A few days ago I was watching one of the ubiquitous talking-head entertainment programs that passes for journalism these days, and a retired NYPD homicide detective was being asked for his take on the sniper killings. His opinion was that the sniper was different from the ‘normal’ spree or serial killer, primarily because the attacks, like the killings at Columbine, seemed to him to be part of “a game.” Before I had a chance to wonder whether he was using the term metaphorically or not, the detective asserted that the killers at Columbine had been acting out the fantasy of a computer game that they had played.
In a frozen moment I realized that while most people would be relieved when the sniper was caught, I, as a member of the interactive entertainment industry, would still be waiting apprehensively to find out if the killer’s software library included any computer games that featured sniping. Assuming for the sake of argument that I’m not the only person in the business who’s had this thought, why we aren’t getting ahead of the curve this time?

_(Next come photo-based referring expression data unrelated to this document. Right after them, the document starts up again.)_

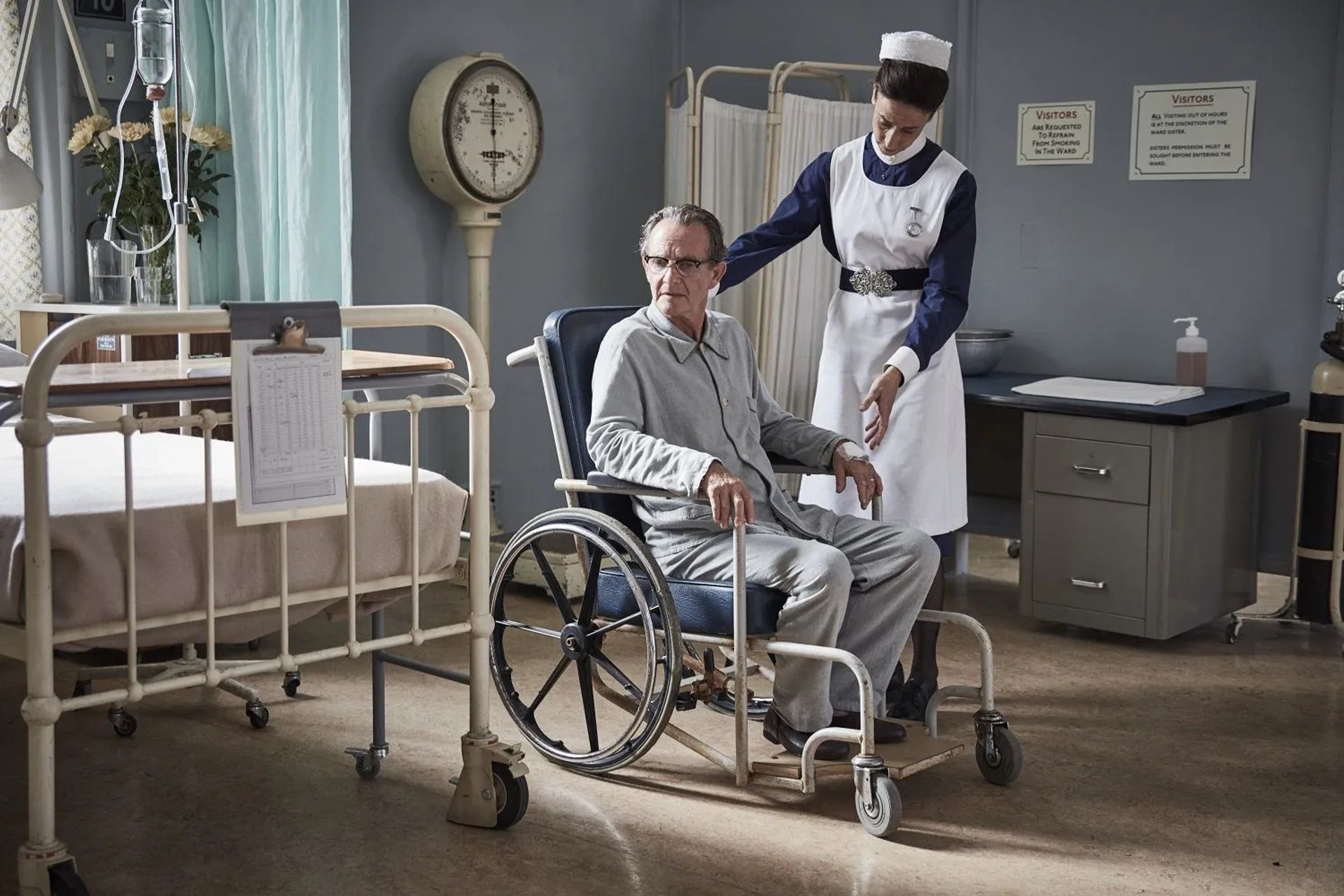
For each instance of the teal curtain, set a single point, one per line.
(276, 77)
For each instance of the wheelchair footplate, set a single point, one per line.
(917, 752)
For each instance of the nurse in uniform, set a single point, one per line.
(899, 216)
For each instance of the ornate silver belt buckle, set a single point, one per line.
(873, 282)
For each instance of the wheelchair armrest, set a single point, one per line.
(604, 484)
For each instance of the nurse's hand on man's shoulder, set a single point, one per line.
(883, 396)
(729, 498)
(862, 472)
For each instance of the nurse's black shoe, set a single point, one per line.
(883, 729)
(913, 700)
(777, 731)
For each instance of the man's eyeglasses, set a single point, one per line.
(685, 266)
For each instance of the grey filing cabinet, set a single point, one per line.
(1139, 520)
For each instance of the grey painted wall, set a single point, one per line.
(1116, 261)
(598, 67)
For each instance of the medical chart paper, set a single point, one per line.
(288, 424)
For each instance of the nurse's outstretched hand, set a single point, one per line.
(729, 498)
(883, 396)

As the detective unintentionally pointed out, Columbine was our warning that the games biz has become the cultural scapegoat of choice for rationalizing irrational acts, but we as an industry don’t seem to have learned anything from that experience. Obviously we can always hide behind the First Amendment, but that will only protect us in a court of law, not in the court of public opinion. If it turns out the sniper was indeed playing any of the following games, do we as content providers really want to leave it to the often-juvenile gaming press to speak for our industry?
Agent Under Fire
Medal of Honor: Allied Assault
No One Lives Forever
Serious Sam 2
Assuming we want to try a different approach, there’s probably no better place to start than by looking at the National Rifle Association (NRA). Whether you’re for or against that group, it’s hard to deny the fact that they’ve been very successful lobbying for their own constitutionally-protected products. For example, while we have yet to find out whether this sniper has drawn any twisted inspiration from simulated sniping in a computer game, it’s quite clear that he is using a firearm to commit these crimes. Whatever you think of the “Guns don’t kill people, people do!” argument, it’s a measure of the gun industry’s lobbying success that if the sniper does turn out to be a fan of a game that includes sniping, it’s probably going to be the games biz that takes the public relations hit, not the guns biz.

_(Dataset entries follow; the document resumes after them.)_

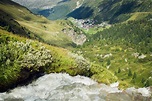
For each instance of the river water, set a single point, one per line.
(62, 87)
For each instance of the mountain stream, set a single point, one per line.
(63, 87)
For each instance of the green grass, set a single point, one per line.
(37, 27)
(14, 72)
(121, 58)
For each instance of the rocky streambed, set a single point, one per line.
(63, 87)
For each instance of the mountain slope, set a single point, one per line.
(36, 27)
(51, 9)
(111, 10)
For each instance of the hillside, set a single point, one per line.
(113, 11)
(18, 19)
(51, 9)
(22, 60)
(111, 39)
(125, 49)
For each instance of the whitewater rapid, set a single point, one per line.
(63, 87)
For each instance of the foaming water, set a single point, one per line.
(62, 87)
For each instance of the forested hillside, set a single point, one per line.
(111, 10)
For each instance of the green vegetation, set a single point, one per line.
(124, 49)
(115, 11)
(19, 20)
(21, 59)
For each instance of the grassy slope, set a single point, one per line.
(13, 72)
(48, 31)
(112, 11)
(122, 41)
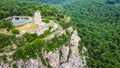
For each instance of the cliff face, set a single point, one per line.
(65, 57)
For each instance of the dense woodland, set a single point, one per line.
(97, 21)
(98, 24)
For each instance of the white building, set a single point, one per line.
(37, 18)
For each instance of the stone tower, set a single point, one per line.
(37, 18)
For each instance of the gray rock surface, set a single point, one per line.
(65, 57)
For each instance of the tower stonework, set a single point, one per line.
(37, 18)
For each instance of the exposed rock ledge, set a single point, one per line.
(65, 57)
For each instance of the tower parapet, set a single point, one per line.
(37, 18)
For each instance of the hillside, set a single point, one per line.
(97, 23)
(47, 41)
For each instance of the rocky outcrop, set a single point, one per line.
(65, 57)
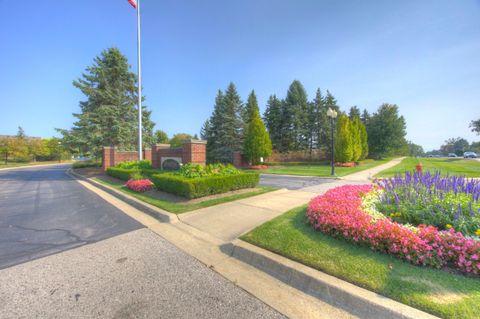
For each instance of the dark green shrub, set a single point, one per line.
(193, 171)
(203, 186)
(122, 173)
(145, 164)
(83, 164)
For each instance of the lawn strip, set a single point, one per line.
(435, 291)
(321, 170)
(450, 166)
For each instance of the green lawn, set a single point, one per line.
(179, 208)
(451, 166)
(321, 170)
(438, 292)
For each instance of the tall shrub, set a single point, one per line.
(356, 138)
(343, 141)
(364, 141)
(257, 142)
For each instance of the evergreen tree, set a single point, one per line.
(109, 117)
(161, 137)
(356, 138)
(329, 102)
(21, 133)
(225, 133)
(354, 112)
(205, 130)
(257, 143)
(365, 117)
(386, 131)
(295, 117)
(343, 140)
(321, 121)
(364, 141)
(251, 107)
(273, 121)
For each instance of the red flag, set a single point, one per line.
(133, 3)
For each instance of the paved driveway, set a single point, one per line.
(43, 211)
(292, 182)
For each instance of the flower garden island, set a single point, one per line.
(425, 219)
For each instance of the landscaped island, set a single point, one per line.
(414, 238)
(192, 187)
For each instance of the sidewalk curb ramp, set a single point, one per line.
(339, 293)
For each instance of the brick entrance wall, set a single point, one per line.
(192, 151)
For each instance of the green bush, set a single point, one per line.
(193, 171)
(145, 164)
(83, 164)
(123, 173)
(203, 186)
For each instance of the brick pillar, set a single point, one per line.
(108, 157)
(155, 157)
(195, 152)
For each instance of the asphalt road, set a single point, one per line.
(43, 211)
(133, 274)
(292, 182)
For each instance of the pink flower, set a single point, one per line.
(338, 213)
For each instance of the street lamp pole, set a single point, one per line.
(332, 114)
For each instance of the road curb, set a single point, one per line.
(339, 293)
(155, 212)
(32, 166)
(353, 299)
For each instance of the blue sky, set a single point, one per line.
(422, 55)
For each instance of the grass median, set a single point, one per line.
(450, 166)
(179, 208)
(322, 170)
(438, 292)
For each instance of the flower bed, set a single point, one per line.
(342, 213)
(139, 185)
(350, 164)
(444, 202)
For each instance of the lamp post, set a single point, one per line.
(332, 114)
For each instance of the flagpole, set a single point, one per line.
(139, 65)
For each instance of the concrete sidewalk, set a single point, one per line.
(367, 175)
(230, 220)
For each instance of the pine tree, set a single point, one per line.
(354, 112)
(109, 116)
(343, 140)
(386, 131)
(251, 107)
(364, 141)
(365, 117)
(226, 127)
(295, 117)
(322, 128)
(205, 130)
(329, 102)
(257, 143)
(356, 138)
(273, 121)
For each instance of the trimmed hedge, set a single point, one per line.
(122, 173)
(203, 186)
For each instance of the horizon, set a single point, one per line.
(421, 56)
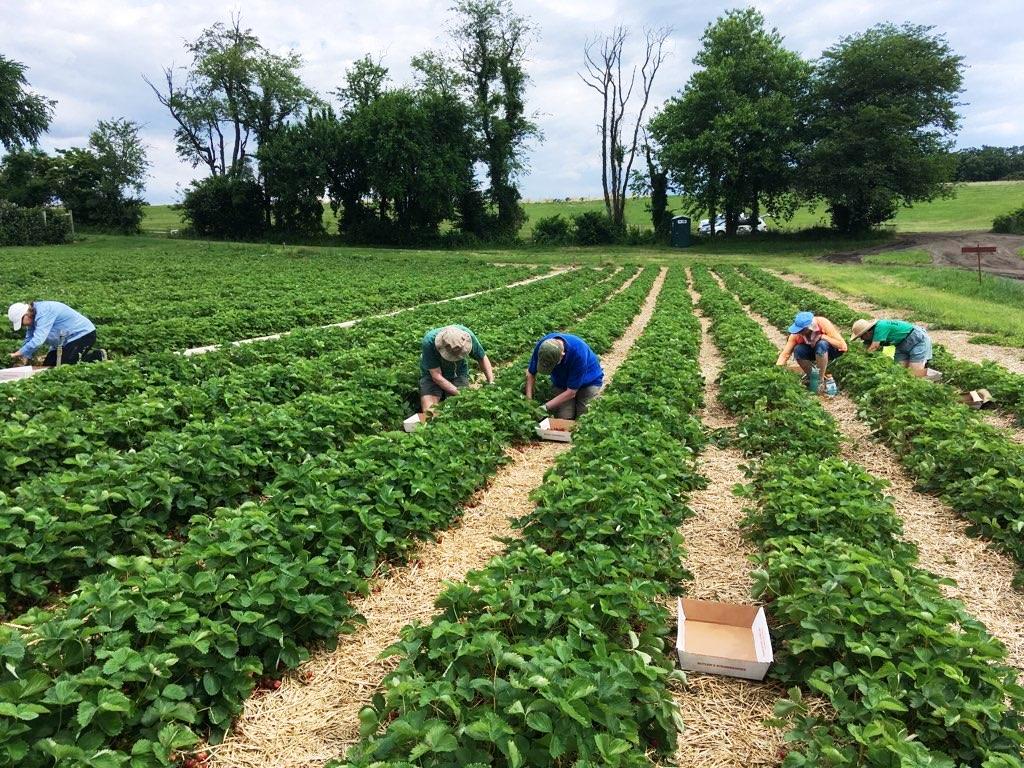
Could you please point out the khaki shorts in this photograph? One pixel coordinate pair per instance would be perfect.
(428, 387)
(578, 406)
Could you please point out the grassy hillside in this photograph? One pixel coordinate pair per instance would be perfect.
(973, 207)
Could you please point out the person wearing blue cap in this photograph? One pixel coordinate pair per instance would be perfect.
(813, 341)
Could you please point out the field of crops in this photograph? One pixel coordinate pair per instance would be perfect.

So, why don’t we have a lobbyist or spokesperson who speaks for our industry on subjects like this? (Is this something the IGDA should look into?) Shouldn’t we be responding with reasoned arguments and relevant information when there’s even the suggestion, as the detective made, that crazed acts are being ’caused’ by computer games with violent content? And why don’t we state preemptively that anyone who uses a computer game as a blueprint for their own homicidal agenda is not a gamer, but a killer? (If your answer is because that’s obvious, how obvious is it going to be to the relatives of the victims if it turns out the killer was playing Hitman fourteen hours a day?) Why do we need to wait until somebody puts us on the defensive?
If it does turn out that part of this killer’s sniping fantasy involved computer games, we should be ready as an industry to cite web sites, fantasy camps, movies, television shows, books, etc., that also feature or promote sniping. And I’m not talking about approaching this issue with defensive, semantic ‘spin’, either. I’m talking about providing a point person who can knowledgeably and calmly answer questions when a deranged individual latches onto or patterns their carnage after works in our medium.
Sure, maybe we’ll get lucky and the sniper will blame his rampage on the Steve Martin movie The Jerk instead of the ‘Sniper Town’ mission in Medal of Honor: Allied Assault, but I’m not betting on it. This person probably attempted to satisfy their homicidal urges with every available medium before going criminal, and it would be naive to think that computer games won’t turn out to have been part of that process. In my opinion it’s also naive to think that we shouldn’t or won’t have to justify the validity of our medium to people who have concerns about violence in our society.